The reason for the reluctance is understandable. Reconciliation is not an ideal process and the Republicans are pledging holy war over the use of this tactic (such pledges are, of course, way ironic because Republicans have also used reconciliation for major policy changes).

That said, taking reconciliation off the table would be absolutely foolish. Former President Clinton said it was his biggest mistake. And taking reconciliation off the table leaves Republicans able to kill any reform bill simply by holding strong -- and they have every political incentive to kill reform.

Here's what our senior Senator had to say (in the NYT article linked above)

Senator Max Baucus, Democrat of Montana and chairman of the Finance Committee, said Friday that he would prefer not to pursue health legislation through the reconciliation process.

"I think it gets in the way," Mr. Baucus said, explaining that his goal was to produce a health care bill that could "get significantly more than 60 votes."

"If we jam something down somebody's throat, it's not sustainable," he said.

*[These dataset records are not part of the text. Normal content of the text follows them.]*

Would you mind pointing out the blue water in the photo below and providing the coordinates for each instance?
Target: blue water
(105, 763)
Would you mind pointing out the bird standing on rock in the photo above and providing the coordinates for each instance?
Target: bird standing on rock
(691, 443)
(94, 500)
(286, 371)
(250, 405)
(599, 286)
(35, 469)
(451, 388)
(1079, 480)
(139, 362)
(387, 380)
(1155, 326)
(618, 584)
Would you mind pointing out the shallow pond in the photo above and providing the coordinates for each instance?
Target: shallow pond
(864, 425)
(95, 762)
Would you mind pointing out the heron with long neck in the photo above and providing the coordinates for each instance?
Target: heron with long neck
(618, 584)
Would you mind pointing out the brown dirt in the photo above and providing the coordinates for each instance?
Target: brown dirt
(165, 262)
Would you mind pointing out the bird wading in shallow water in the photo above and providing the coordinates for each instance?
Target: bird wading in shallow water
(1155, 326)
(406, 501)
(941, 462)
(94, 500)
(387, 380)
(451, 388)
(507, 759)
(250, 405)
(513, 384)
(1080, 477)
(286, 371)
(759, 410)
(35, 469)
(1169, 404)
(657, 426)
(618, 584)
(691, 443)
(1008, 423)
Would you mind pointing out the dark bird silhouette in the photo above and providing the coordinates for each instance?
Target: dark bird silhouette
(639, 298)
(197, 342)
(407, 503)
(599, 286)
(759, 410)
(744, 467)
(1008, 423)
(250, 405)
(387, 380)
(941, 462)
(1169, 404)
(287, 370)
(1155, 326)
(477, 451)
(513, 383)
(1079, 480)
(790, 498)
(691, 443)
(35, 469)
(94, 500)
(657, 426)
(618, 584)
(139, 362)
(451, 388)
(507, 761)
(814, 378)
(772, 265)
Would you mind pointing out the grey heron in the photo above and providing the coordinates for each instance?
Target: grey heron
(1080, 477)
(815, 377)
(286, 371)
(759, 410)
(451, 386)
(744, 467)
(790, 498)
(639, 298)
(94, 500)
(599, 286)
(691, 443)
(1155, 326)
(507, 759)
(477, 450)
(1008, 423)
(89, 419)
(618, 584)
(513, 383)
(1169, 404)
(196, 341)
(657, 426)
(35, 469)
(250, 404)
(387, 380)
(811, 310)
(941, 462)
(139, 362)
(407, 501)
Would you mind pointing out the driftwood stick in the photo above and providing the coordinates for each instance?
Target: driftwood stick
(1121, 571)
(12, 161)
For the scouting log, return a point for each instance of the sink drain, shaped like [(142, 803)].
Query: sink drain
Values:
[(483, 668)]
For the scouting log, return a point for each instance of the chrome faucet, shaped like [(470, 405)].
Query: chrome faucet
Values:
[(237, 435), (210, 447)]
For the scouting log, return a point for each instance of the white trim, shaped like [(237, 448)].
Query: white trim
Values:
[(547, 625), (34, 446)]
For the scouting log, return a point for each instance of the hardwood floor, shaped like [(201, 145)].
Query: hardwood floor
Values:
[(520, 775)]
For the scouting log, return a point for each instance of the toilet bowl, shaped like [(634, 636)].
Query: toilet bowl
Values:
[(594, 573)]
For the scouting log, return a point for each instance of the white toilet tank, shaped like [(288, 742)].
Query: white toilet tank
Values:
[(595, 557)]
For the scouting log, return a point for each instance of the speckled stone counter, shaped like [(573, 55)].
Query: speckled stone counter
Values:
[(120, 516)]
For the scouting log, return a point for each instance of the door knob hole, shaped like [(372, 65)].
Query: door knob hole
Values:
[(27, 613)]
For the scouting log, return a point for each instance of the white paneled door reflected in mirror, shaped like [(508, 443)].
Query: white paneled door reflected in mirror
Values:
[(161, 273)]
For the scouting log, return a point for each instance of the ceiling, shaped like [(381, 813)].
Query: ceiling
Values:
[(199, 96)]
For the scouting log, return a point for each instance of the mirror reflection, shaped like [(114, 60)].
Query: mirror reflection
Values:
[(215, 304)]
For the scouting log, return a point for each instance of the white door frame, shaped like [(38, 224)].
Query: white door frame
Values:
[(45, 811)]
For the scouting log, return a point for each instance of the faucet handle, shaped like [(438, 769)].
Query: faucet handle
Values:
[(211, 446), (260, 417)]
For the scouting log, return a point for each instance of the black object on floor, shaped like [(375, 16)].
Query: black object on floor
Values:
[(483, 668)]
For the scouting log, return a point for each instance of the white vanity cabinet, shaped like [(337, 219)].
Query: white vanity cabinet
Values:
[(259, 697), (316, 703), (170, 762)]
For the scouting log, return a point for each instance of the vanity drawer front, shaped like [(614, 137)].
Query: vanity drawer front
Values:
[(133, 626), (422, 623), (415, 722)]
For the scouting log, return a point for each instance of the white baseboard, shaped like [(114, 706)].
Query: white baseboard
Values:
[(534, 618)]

Here's the good news for Republicans. The Senator responsible for writing the bill is wisely trying to avoid using the reconciliation process, take a broad array of input, and write a bill that can get bipartisan backing. But the Republicans can't just stonewall now, nor can they hold hostage a process and a bill demanding massive concessions that would render the bill worthless.

It is important that Republicans not be allowed to run amok on health care, especially considering their treatment of Kathleen Sebelius, the moderate Governor of Kansas nominated to head the Department of Health and Human Services. The fact that Republican Senators are proposing filibustering Sebelius is another sign of how crazy the modern GOP has become. Sebelius only got two Republican votes on the Finance Committee -- a Senator from her home state of Kansas (where Sebelius is quite popular) and Olympia Snowe, the Senate Republicans' only true moderate.